Quelle stratégie nationale est à mettre en place pour aider les entreprises tunisiennes à conquérir des parts de marché en Afrique ? La Tunisie pourrait-elle être la porte vers le continent africain ? Quels sont les atouts de la Tunisie ? Quels sont les freins potentiels ? Quels sont les erreurs à éviter ?
Pour animer le débat sur ce sujet et répondre à ces questions et bien d’autres, les Atugiens ont invité, lors d’une table ronde organisée dans le cadre du Forum de l’Atuge, un ensemble d’intervenants et conférenciers qui n’ont pas manqué de passer en revue les champs d’action où une meilleure coordination entre l’Etat et les entreprises (secteur privé) peut encourager l’investissement en Afrique. Les conférenciers ont été unanimes sur la nécessité d’encourager les entreprises tunisiennes pour aller au-delà des frontières dans l’environnement naturel de la Tunisie et surtout en Afrique afin de répondre davantage aux perspectives de développement du continent et saisir les opportunités d’affaires qu’il offre. Aujourd’hui, seulement neuf ambassades tunisiennes sont ouvertes dans l’ensemble des Etats africains.
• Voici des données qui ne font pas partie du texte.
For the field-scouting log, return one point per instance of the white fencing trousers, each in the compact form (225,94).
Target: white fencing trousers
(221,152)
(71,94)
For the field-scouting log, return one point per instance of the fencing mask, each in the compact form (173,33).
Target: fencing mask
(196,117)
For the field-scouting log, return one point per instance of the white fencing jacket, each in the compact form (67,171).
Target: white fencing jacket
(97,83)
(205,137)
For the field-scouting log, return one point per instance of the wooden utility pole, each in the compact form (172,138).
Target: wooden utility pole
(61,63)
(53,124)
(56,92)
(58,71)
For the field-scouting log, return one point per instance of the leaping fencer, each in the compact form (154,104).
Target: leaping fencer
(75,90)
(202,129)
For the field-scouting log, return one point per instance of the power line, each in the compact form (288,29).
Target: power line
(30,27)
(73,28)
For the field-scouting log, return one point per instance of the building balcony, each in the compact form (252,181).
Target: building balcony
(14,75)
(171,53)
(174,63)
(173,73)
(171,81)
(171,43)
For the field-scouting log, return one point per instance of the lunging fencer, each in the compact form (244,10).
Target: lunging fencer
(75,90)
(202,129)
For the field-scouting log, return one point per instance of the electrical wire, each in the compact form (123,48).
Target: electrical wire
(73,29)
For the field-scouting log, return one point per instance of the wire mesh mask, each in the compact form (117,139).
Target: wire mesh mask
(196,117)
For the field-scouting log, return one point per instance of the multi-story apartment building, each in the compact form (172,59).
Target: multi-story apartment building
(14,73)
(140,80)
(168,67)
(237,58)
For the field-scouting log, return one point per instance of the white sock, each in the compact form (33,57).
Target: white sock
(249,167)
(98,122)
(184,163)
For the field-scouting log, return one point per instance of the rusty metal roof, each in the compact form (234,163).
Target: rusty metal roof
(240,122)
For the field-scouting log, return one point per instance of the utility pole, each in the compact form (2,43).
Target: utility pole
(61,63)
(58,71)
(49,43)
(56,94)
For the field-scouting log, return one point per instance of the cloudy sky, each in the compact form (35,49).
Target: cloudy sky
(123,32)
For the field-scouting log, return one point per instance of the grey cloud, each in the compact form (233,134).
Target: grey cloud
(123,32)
S’appuyant sur une récente étude sur le potentiel de développement en Afrique, Thouraya Triki, une économiste principale à la Banque africaine de développement (BAD), a affirmé que la croissance de ce continent s’accélère d’une année à l’autre. « Les indicateurs de la croissance prévus pour 2015 et 2016 prouvent l’enrichissement de l’Afrique et auront un effet bénéfique , a-t-elle précisé.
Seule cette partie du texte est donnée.